コミュニティデザインによるまちづくりについて

 いま、日本の無縁社会化はどんどん進展しております。これはもうかつてのコミュニティデザインが行っていた、ニュウタウン建設や住宅の配置計画などで解決できる課題ではなく。住宅や公園の物理的なデザインを刷新すれば済むという問題ではありません。
 これからのコミュニティデザインとは「人のつながり」をデザインすることで、「良質な人のつながり」をつくること、地域の人が地域の課題を自分たちで解決するために、「人がつながる仕組み」を設計することであります。
 コミュニティデザインの第一人者、山崎亮氏の著書『コミュニティデザイン(学芸出版社)』では、16の成功事例を挙げコミュニティデザインを紹介しており、コミュニティには、2つの種類があるといっております。
 ひとつは、町会、自治会のように土地でつながる「地縁型」のコミュニティ。もうひとつは、共通の興味や趣味などでつながる「テーマ型」のコミュニティであります。
 テーマ型のコミュニティを地域で育てることで、疲弊した地縁型コミュニティを活性化させたり、テーマ型と地縁型のコミュニティが一緒に何かをしたりすることで、その場所に人が集まるようになる。この2つのコミュニティをどう接続し、「人がつながる仕組み」をつくっていくかが、コミュニティデザインであります。
 コミュニティデザインという手法を様々な分野で導入して頂きますよう要望致しました。

市収入証紙について

 現在千葉市に納入する市立高校の受験料や犬の登録など様々の手数料を証紙で支払っていると思いますが、以前から「申請場所と購入場所が離れていて面倒である」とか「購入場所が限られているので、市民センターでも購入できるようにしてほしい」とか、受験時期など保護者の方から「受験の証紙を明日までに購入して学校に持たせなければいけないが、共働きのため5時半までに役所に買いに行けない。駅の近くで購入できないか」などの意見・要望が寄せられております。
 本市においても市民サービス向上のために市収入証紙の廃止に前向きに取り組んでいただきたいと思います。
 証紙に代わる徴収方法の見直しが出来る所管から順次廃止します。

千葉市立病院改革プランについて

 本市では、新千葉市立病院改革プランを策定し、医師等の医療人材を増員することで両病院の得意な診療科目を強化する「診療の専門特化」を図ることや、7:1看護体制への移行などにより医療の質的向上を図ることで、収益を拡大し損益を改善する「拡大均衡策」を基本方針としています。
 リニアックなどの高度医療機器を戦略投資することや、医療安全や人材育成の取り組みを強化することなど、さまざまな取り組みを行うこととしておりますが、今回は費用削減の観点から、診療材料、医療機器の購入方法などについて取り上げました。
 共同購入については、2病院だけでは効果が薄いと考えます。

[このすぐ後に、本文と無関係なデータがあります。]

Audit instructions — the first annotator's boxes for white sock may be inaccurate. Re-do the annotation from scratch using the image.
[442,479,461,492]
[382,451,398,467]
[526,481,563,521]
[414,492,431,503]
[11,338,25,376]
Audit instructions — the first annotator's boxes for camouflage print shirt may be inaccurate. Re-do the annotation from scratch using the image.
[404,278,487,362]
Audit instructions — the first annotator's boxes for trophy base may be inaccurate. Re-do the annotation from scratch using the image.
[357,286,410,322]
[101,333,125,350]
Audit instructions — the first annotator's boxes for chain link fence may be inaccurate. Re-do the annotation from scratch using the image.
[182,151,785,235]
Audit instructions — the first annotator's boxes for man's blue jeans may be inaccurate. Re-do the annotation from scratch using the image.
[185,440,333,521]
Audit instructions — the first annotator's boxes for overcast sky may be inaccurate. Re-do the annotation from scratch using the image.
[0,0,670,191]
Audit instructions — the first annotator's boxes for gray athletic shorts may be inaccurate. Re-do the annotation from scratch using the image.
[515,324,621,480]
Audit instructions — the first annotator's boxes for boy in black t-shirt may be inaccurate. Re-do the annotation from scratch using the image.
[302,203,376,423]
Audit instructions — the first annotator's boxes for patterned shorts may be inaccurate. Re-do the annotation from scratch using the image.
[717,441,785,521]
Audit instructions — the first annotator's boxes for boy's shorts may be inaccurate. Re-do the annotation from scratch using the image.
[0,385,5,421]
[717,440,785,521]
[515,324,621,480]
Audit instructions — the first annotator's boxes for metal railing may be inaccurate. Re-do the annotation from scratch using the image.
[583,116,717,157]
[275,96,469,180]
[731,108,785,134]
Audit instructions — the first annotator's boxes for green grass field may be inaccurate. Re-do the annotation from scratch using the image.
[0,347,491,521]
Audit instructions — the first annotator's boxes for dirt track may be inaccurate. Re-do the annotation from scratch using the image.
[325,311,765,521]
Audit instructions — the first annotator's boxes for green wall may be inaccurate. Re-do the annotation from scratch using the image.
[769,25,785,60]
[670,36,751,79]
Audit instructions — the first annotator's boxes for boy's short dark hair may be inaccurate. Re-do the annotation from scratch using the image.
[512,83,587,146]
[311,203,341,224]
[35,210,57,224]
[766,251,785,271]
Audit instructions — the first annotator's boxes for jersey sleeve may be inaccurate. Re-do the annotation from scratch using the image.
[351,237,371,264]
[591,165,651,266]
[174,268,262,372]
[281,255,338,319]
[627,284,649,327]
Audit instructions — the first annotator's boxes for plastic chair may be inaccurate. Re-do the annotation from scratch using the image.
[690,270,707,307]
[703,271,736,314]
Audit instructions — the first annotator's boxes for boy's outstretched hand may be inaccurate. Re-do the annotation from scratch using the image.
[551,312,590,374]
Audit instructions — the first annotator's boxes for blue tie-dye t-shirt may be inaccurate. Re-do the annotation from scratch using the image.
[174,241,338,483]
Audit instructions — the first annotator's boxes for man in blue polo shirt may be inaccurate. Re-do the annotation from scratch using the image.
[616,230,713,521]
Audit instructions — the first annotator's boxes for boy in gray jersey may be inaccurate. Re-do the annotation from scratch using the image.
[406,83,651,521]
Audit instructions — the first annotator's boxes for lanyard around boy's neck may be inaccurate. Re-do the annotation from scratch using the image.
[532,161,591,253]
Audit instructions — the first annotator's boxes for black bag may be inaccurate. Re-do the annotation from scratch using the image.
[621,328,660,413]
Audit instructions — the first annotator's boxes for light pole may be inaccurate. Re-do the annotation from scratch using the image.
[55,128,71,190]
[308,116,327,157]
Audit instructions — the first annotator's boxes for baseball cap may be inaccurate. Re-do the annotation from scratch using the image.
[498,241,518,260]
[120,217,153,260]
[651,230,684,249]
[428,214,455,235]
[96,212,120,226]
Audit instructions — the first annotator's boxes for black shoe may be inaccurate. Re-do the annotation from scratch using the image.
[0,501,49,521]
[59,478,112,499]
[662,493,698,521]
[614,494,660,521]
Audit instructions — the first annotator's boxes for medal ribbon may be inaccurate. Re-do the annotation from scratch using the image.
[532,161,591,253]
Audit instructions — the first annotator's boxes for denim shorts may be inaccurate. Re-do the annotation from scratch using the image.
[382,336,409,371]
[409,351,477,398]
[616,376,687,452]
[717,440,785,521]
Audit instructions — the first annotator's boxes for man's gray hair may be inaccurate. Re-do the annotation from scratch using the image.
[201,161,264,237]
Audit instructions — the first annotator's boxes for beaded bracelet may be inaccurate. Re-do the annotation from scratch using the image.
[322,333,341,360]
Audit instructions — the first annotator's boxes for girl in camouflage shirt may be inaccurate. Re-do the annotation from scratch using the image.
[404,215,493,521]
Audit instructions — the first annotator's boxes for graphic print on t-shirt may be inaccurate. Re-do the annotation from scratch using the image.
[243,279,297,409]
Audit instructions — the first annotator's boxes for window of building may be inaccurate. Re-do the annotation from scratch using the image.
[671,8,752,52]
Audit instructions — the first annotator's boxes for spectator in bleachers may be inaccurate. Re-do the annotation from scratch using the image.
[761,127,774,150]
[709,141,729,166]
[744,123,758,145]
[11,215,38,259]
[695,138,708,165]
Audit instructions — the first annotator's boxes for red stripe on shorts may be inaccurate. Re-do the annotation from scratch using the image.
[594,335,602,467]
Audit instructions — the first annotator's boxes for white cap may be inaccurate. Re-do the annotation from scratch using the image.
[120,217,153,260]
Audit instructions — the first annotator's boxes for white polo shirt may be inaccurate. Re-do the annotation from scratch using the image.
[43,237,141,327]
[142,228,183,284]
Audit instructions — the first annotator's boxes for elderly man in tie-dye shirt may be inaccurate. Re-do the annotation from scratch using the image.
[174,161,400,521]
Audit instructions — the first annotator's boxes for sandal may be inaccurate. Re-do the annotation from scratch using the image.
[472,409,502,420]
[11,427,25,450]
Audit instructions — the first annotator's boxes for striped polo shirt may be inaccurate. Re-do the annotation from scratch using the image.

改善が必要であります。
 これからも両市立病院の経営改革を進めるとともに、魅力ある病院づくりを行っていただき、青葉病院・海浜病院のある千葉市は安心して医療にかかれるのでぜひ住みたい、と言われるよう要望いたしました。

千葉市農業の推進について

 昨年3月に施行された、通称「6次産業化法」では、収益向上のため、生産者自らが加工・販売を複合して実施する取り組みを推進し、意欲ある多様な農業者を育成・確保する方針が打ち出されております。
 本市においても、農業の6次産業化や付加価値の高いブランド力のある産品の創出などへの取り組みは、農業所得の向上に加えて、地産地消の推進や地域農業及び関連産業の活性化、また、環境などへの効果が期待されるほか、千葉市ブランドの確立による、他の農産物との差別化や優位性の確保、さらには、消費者からの信頼も得られるというメリットもあると考えます。
 農政センターには、複合型植物工場をはじめ、「産・学・官」の連携による各種事業を推進するための施設が備わっているものと考えますので、平成22年に締結した「千葉大学との包括的な連携に関する協定」を活かし、特徴のある農産物のブランド化に向け、さらなる有効活用を検討していただきたく要望しました。

交通政策の充実について

 バスは道路の渋滞や天候などにより遅れが出やすくなるなど、鉄道やモノレールに比べて定時性に課題があり、「いつバスか来るかわからない」「目的地までどのぐらいの時間がかかるのか予想できない」など、時間が読めないという声をよく聞くところでます。
 このような声を解消するものの留所の表示機や携帯電話、パソコンなどで、利用者にバスの走行位置や到着予定時刻などの運行情報を提供するバスロケーションシステムを都営バスなどで導入しており、バスを待つ際のイライラを解消するなど、バスへの信頼感を得ることでバスの利用促進につながるものとして、全国的に普及していると聞いております。
 早期の実現に向けて取り組んでいただくことを要望しました。